For Jack the only thing real is MA and all
that exists in the room. Old Nick is his first contact to the ugly reality of
the world. His lessons in dealing with real world begin with Old Nick: the
uncalled visitor, who gets him and MA food and who hurts them. It’s with Old
Nick’s second visit, post his birthday that he is made to confront the reality.
The story that he grew up believing for four years isn’t true, there is a life outside
the room, people on the TV are real and not magic, and there is a world on the
other side of the wall.
Like
every other kid he wants to believe the story told to him is real and when MA
tells him the other story he demands ‘I want a different story’ but
there isn’t and he is forced to deal with the other one he just heard about.
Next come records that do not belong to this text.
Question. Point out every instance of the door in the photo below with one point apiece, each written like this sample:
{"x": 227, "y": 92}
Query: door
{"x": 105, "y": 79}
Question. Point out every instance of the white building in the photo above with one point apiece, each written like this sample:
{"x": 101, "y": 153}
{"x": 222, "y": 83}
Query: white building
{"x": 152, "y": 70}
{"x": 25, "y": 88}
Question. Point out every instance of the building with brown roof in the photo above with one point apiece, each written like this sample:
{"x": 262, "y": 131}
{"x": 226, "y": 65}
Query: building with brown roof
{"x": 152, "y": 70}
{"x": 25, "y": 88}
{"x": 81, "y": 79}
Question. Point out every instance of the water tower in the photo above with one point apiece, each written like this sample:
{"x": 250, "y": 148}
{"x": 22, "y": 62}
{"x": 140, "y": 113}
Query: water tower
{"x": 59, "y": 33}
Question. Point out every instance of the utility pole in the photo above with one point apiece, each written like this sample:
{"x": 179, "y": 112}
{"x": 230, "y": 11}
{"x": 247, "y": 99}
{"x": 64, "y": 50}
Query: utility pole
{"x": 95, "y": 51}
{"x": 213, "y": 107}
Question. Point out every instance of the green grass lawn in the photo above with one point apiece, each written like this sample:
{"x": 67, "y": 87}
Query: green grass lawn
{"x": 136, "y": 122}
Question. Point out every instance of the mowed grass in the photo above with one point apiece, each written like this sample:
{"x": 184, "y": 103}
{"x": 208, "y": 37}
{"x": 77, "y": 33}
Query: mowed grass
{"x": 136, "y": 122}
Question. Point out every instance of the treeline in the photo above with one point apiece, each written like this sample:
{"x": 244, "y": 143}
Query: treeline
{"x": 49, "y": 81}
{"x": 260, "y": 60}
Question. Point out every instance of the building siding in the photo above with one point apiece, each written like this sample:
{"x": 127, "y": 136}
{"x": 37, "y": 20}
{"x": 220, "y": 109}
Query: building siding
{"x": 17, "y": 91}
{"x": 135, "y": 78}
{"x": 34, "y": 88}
The reality sweeps in with such a pace, it turns his world upside down. The two
scenes where MA plans his escape are heart wrenching. He is an obedient, brave
kid who despite all the confusion and uncertainty of what lies ahead agrees to
help his MA. The scene where Old Nick pulls the rug out and MA is pretending
Jack is dead is one of the most difficult scenes to watch. Brie Larson is
something to watch out for. There are ordeals and post effects of ordeals in
the movie that are piercing.
When
Jack is pulled out of the room in the van, all he has with him is the fading
voice of his MA in his ears and her bad tooth in his mouth. The vastness of the
sky and the trees make him forget the instruction, wiggle-out, jump, run and
Help. He somehow makes it but forgets things, reality is too much for him to
bear that it makes him forget his MA’s real name. Somehow they are saved and he
is united with his mom but the vastness of the world keeps haunting him, from
watching one familiar face of a loved one to seeing uncountable faces of
strangers is too much for him. His MA has to go through similar ordeal, world
is no longer the same. Life has moved on, her parents have separated, her
father doesn’t like Jack and then there is a fatal interview which makes her
question if she did the right thing as a mother who was held captive. Her
frustration when she finds it difficult to make Jack like the real world shows
her helplessness. There is a scene where she yells at her mother and tells ‘Maybe
if your voice saying "be nice" hadn't been in my head, then maybe I
wouldn't have helped the guy with the fucking sick dog!’ makes one want to think
would you teach your kids to be nice to strangers? Jack starts accepting the
real world when he is separated from his MA and he once again becomes strong
for her. ‘There are so many things out here. And sometimes, it's scary, but
that's okay, because it's still just you and me.’ He slowly learns to deal
with the world because it is still about him and his MA. If there is one thing
that is still familiar and the same in this big world is his MA.
He
later asks to visit Room but that too has changed. He tells his MA it can’t be
the room because it didn’t have a door. The place he lived in got altered
itself, its open, the roof is gone and it doesn’t even remotely look like room.
Jack says his final goodbye to Room and asks MA to say goodbye. Their good bye
to room is coming back to reality and dealing with the same question again
where do we go when the only place familiar to us has altered itself? In some
ways Riley from Inside Out and Jack are dealing with same thing, the loss of
familiarity but their struggles are on a different tangent all together.
If this
movie doesn’t awaken your dead sleeping heart I don’t know what will.